RFK’s last game came back in 2017, when DC United of MLS lost a match 2-1 to the visiting New York Red Bulls. Ever since, it has sat quietly on the banks of the Anacostia, waiting patiently for the wrecking ball and the eventual renewal of the property that everyone expects will enable a return of the NFL to the city.
But the process of getting there has been long and drawn out. It’s taken five years for the National Park Service (NPS) to get its act together and finally approve the demolition of the stadium. But there’s still more work to be done before the NPS issues a permit to the city to start demolition, and what’s more critical to getting the U.S. Senate to pass legislation giving D.C. ownership of the property so they can get busy building a new stadium for the Washington Commanders and owner Josh Harris.
As I noted, my last trip to RFK came in 2015 for that Foo Fighters show, and it wasn’t exactly a nostalgic trip down memory lane. Originally opened as DC Stadium in 1961 as home to Version 2.0 of the Washington Senators and the Washington Redskins, the place was more than showing its age, not as if that hadn’t been the case while DC United and the Washington Nationals had called it home in the 1990s and 2000s.

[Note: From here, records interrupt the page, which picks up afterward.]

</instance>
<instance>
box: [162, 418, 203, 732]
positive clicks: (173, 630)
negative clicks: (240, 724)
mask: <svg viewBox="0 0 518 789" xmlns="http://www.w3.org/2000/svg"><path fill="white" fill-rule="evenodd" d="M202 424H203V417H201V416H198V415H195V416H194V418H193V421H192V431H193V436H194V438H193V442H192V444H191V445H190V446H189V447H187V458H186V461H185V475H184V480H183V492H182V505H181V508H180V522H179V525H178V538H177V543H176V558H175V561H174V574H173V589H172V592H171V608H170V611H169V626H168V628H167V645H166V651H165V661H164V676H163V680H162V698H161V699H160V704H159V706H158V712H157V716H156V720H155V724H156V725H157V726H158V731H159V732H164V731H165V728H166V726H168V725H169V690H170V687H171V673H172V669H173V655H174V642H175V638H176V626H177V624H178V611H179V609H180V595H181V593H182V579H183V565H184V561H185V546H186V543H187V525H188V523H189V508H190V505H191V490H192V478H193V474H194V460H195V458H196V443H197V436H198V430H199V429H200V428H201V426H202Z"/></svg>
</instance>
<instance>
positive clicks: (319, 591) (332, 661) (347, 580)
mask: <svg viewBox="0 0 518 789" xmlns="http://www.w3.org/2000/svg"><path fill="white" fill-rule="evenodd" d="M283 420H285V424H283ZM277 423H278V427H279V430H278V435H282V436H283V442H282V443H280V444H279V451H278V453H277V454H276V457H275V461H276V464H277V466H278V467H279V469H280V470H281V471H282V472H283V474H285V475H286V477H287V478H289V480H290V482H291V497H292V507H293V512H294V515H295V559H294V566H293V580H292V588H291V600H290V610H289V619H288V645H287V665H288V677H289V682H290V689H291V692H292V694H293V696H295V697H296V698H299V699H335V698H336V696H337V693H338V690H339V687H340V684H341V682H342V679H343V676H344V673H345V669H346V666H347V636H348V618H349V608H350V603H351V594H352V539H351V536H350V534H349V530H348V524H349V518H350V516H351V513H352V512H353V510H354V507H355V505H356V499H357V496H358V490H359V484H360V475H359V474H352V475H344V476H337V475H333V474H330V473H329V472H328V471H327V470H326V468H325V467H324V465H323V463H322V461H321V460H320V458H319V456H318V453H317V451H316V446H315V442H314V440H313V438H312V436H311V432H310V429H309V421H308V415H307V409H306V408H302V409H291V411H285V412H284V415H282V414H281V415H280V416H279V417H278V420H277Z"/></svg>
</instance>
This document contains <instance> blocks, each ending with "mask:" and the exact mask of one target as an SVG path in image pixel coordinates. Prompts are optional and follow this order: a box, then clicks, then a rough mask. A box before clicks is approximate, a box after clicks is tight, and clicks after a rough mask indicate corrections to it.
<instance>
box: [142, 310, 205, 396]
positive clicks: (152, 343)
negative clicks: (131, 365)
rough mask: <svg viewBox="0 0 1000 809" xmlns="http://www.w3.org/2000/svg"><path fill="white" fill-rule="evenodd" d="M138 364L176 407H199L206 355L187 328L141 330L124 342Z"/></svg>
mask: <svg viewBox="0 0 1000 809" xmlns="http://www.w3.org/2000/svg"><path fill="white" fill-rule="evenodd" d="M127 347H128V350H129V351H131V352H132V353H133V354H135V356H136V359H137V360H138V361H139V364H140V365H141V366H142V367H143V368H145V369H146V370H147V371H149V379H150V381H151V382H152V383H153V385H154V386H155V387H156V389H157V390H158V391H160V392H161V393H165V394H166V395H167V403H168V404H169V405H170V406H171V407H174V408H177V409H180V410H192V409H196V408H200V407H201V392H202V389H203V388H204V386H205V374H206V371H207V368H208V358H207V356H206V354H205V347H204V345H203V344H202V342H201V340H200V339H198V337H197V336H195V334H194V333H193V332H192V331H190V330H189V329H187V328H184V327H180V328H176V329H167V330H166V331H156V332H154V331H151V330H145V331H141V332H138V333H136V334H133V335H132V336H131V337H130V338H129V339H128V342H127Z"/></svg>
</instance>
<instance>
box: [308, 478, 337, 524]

Needless to say, preventive maintenance hadn’t been a priority for the city for a while. Paint was peeling everywhere, the plumbing leaked onto the concrete walkways and the concourse was suffused with the odor of deep-fried grease that had been cooking french fries and chicken fingers since before Sonny Jurgensen called the place home.
I guess what I’m trying to say is that the old place deserved a more dignified end. That it hasn’t gotten one in a more timely manner is a tribute to contemporary dysfunction.